シルバーステートは、藤原英昭調教師と福永祐一騎手の“ダービー請負コンビ”の下で将来を期待される逸材でしたが、3歳クラシックシーズンを全休するなど故障がちなのが玉に瑕。結局、通算5戦4勝と底を見せないまま屈腱炎を再発した“未完の大器”は、父ディープ在命の2018年から、日高の優駿スタリオンステーションに種付料80万円で供用されます。日高の生産者の皆さんが大喜びしたのは無論でした。産駒デビュー前から小刻みながら年々評価を上げて、今年は150万円と倍増近い勢いを誇示しています。先月のセレクトセールでは、ノーザンファーム生産の1歳牡馬が“ショウナン”の冠名でお馴染みの国本哲秀さんに税込2億8600万円の高額で落札され話題を呼びました。評判はまさに“鰻登り”です。日本馬産界の“総本山”社台スタリオンステーションから招聘のオファーが届く可能性もありそうで、もしそうなれば“ポスト・ディープ”の大本命は、この馬で決まりかもしれませんね。
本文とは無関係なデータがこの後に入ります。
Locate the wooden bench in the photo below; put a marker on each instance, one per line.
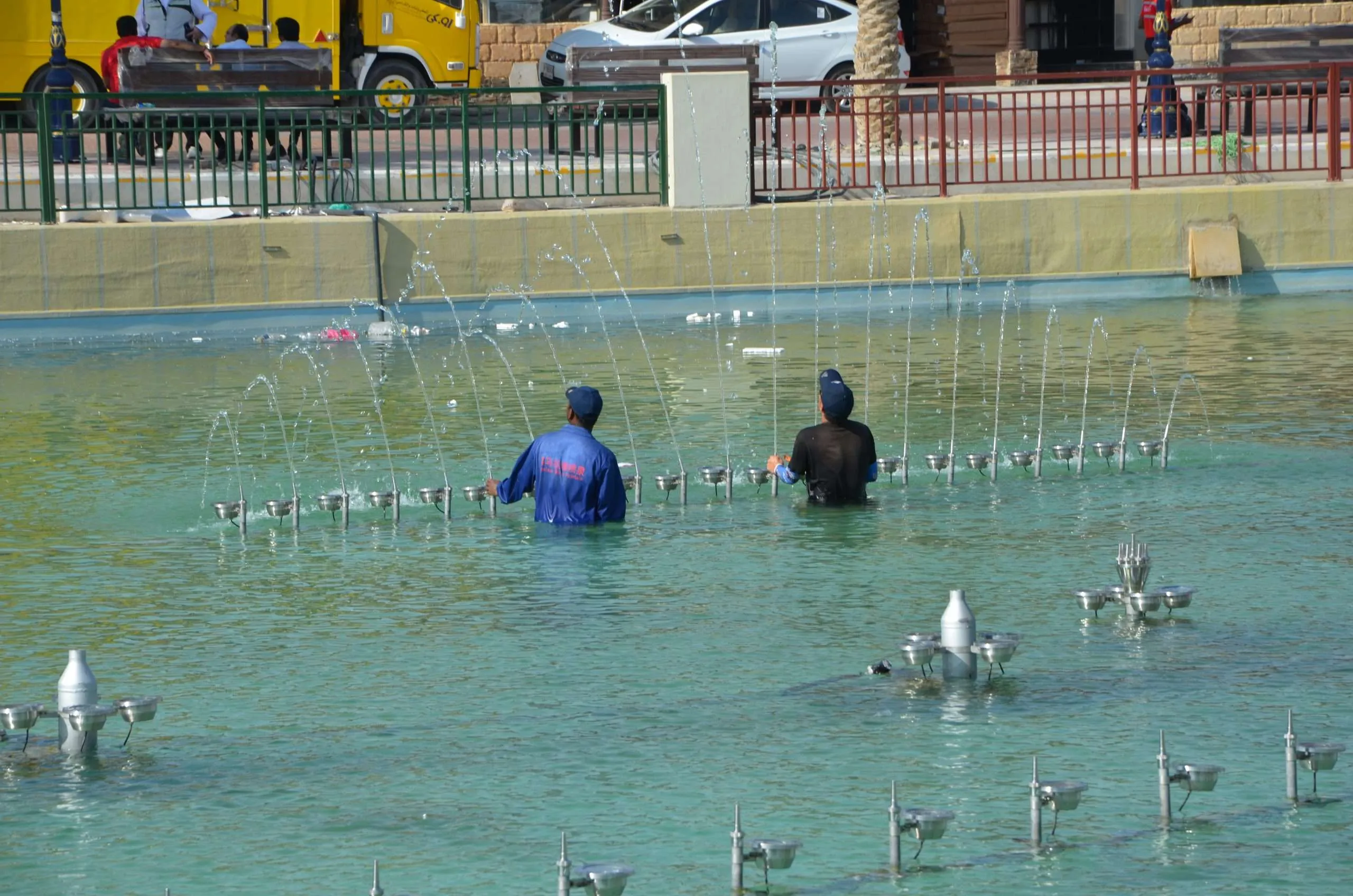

それから1週間、先週土曜の小倉・フェニックス賞(芝1200m)は、ナムラクレアが新馬 3着からの折り返しで経験を生かしてアッサリ抜け出し初勝利。ディープ系ミッキーアイルの血でした。ミッキーアイルは今年が2世代目の新進サイアーですが、昨年も産駒のメイケイエールがG3・小倉2歳S、G3・ファンタジーS、G2・チューリップ賞と重賞3勝の大手柄を立てました。白毛の祖シラユキヒメの曾孫で、桜花賞馬ソダシは同じファミリーの出身。この馬は父ミッキーと同じ鹿毛に出ましたが、気性難を克服できれば更なる大仕事が期待される逸材です。
北の大地でもディープインパクトの孫たちが大車輪の働きを見せてくれました。札幌・コスモス賞は、函館1200m戦を 3戦して2着、2着、6着だったトーセンヴァンノが、距離延長を味方につけて初勝利を飾っています。父ヴァンキッシュランはディープインパクトとガリレオの娘の配合から生まれた世界が認めるクラシック血統の持ち主で、この組み合わせからは英2000ギニーのサクソンウォリアー、英オークス16馬身差、愛オークス8馬身半差の人知・想像を超えるパフォーマンスで今年の凱旋門賞の主役に抜擢されたスノーフォールなど国際的な成功を収めています。
サプライズはこれで終わりません。日曜に公営・盛岡競馬場で開催された芝1600mの重賞・若鮎賞を、ギャレットというヴァンキッシュラン産駒が勝利。この馬も初勝利が重賞と規格外れのパフォーマンスを見せました。ヴァンキッシュランは、島川隆哉さんが築き上げたエスティファームのプライヴェート種牡馬として大事に扱われています。母レッドヴォーグはG3・シンザン記念で後の三冠馬オルフェーヴルと桜花賞馬マルセリーナをまとめて負かした重賞3勝馬レッドデイヴィスの1歳下の半妹で、東サラゆかりの牝系です。馬格に恵まれた大型牝馬で競走馬としては脚部不安に泣いたものの、繁殖牝馬として花開いたのは何よりでした。逆にたどれば、ヴァンキッシュラン、ミッキーアイル、シルバーステート、これらディープインパクトの血を未来に橋渡ししてくれる後継馬たちが、ディープインパクト亡き後の日本の競馬を力強く牽引してくれる日もすぐそこに来ています。